Apparently, the second party was Achashverosh’s response to the first affair.  For 180 days he had been required to appear before and to impress the notables and nobility of his kingdom.  Furthermore, his objective was to impress upon his guests his authority and grandeur.  In order to accomplish his objective, he was required to conduct himself with dignity and restraint.  He succeeded and he completed the 180-day celebration without mishap.  However, the lengthy, dignified, and restrained affair was an ordeal for Achashverosh.  Therefore, he immediately convened a second celebration.  The second party was designed to correct the defect of the first party and provide Achashverosh with a release that he needed desperately and felt he had earned.  The second party paid no attention to protocol or social convention.  Demonstrations of authority were replaced by abandonment to pleasure.  This was not a feast for royalty and dignitaries.  Achashverosh realized the elite of society would scoff at such an undignified adventure in hedonism.  Instead, Achashverosh chose as his companions the common people – the members of the plebeian class who were his brothers.  For Achashverosh, this second feast was the true party and the reward for his previous ordeal.  However, at this second feast, Achashverosh faltered and thereby, he placed his reign in jeopardy.
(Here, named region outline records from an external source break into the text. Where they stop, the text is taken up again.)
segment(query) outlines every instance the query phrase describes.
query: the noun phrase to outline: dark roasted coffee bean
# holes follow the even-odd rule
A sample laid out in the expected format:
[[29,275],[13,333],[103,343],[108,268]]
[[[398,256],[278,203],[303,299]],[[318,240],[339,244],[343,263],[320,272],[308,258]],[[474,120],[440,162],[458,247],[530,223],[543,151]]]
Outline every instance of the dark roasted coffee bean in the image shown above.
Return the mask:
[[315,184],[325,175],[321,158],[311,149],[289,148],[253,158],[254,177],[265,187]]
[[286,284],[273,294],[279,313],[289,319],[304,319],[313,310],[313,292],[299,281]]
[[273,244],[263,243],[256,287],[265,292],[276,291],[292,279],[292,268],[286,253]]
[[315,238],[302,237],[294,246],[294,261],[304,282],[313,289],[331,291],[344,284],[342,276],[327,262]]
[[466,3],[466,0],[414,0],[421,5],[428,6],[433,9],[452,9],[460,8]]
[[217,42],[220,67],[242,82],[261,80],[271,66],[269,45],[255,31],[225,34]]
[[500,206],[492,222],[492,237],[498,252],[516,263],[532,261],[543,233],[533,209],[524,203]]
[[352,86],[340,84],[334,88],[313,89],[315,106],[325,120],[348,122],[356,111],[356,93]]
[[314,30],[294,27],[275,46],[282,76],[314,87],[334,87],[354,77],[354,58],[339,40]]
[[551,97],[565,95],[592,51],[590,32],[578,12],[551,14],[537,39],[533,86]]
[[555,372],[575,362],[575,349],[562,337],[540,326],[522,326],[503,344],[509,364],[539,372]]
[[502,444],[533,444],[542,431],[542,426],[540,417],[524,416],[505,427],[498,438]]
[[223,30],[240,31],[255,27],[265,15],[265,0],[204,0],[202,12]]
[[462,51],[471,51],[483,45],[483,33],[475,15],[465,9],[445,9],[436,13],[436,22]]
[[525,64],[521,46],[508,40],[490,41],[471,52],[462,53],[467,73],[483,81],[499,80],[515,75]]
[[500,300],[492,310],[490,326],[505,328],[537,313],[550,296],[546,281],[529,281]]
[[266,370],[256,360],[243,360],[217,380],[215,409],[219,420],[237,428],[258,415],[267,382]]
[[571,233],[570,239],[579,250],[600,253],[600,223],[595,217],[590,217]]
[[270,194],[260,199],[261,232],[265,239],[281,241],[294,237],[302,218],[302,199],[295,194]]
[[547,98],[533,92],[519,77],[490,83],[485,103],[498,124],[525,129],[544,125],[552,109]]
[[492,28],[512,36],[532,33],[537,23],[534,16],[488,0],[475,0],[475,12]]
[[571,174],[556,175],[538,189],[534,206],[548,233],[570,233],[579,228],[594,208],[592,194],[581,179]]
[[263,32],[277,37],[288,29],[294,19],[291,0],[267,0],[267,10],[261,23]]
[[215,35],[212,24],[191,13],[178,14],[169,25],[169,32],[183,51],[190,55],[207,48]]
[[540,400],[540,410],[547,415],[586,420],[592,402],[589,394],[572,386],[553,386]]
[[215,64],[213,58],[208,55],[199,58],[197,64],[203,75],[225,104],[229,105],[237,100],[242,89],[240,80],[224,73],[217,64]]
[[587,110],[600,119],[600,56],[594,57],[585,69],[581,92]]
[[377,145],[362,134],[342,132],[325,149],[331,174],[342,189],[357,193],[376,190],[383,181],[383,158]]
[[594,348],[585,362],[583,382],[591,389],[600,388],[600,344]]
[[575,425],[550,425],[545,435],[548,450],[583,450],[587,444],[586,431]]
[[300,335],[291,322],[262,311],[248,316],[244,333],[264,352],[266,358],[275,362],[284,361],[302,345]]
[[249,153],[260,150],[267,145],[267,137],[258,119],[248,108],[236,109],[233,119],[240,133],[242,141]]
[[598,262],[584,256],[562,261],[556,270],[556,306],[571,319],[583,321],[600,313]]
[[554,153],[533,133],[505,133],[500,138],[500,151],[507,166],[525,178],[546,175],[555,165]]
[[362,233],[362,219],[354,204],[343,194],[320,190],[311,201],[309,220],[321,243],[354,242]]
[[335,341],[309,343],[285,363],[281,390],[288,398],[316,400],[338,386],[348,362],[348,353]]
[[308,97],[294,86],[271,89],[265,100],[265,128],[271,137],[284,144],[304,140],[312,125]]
On the seventh day, when the heart of the king was merry with wine, he commanded Mehuman, Bizta, Harbona, Bigta, Abagta, Zetar, and Carcas, the seven chamberlains that ministered before the king Ahasuerus to bring Vashti the queen before the king with the crown royal, to show the people and the princes her beauty; for she was fair in appearance.  (Megilat Esther 1:10-11)

5.    Achashverosh’s motives for precipitating a confrontation with Vashti
On the final day of the second feast, Achashverosh precipitated a fateful confrontation with his queen, Vashti.  After 186 days of celebration, Achashverosh became mindlessly drunk.  In his intoxicated state, he commanded that Vashti appear before his guests so that he might display her astounding beauty.  How was Achashverosh able to contain his appetites and remain sober until this point and why did he now permit himself to become intoxicated?  Furthermore, why did his loss of control express itself in his precipitation of a confrontation with his queen?  Even drunk, Achashverosh must have realized that he was inviting a confrontation with Vashti!

Our Sages provide an additional bit of information that is essential to understanding the confrontation that unfolded between Achashverosh and Vashti. They explain that Achashverosh and Vashti came to the throne from very different backgrounds.  In contrast to Achashverosh’s humble origins, Vashti boasted royal lineage.  Achashverosh was a commoner and usurper who seized the throne and took Vashti as his queen.[4] It is very likely that his marriage to Vashti was designed to consolidate and legitimize his position as sovereign.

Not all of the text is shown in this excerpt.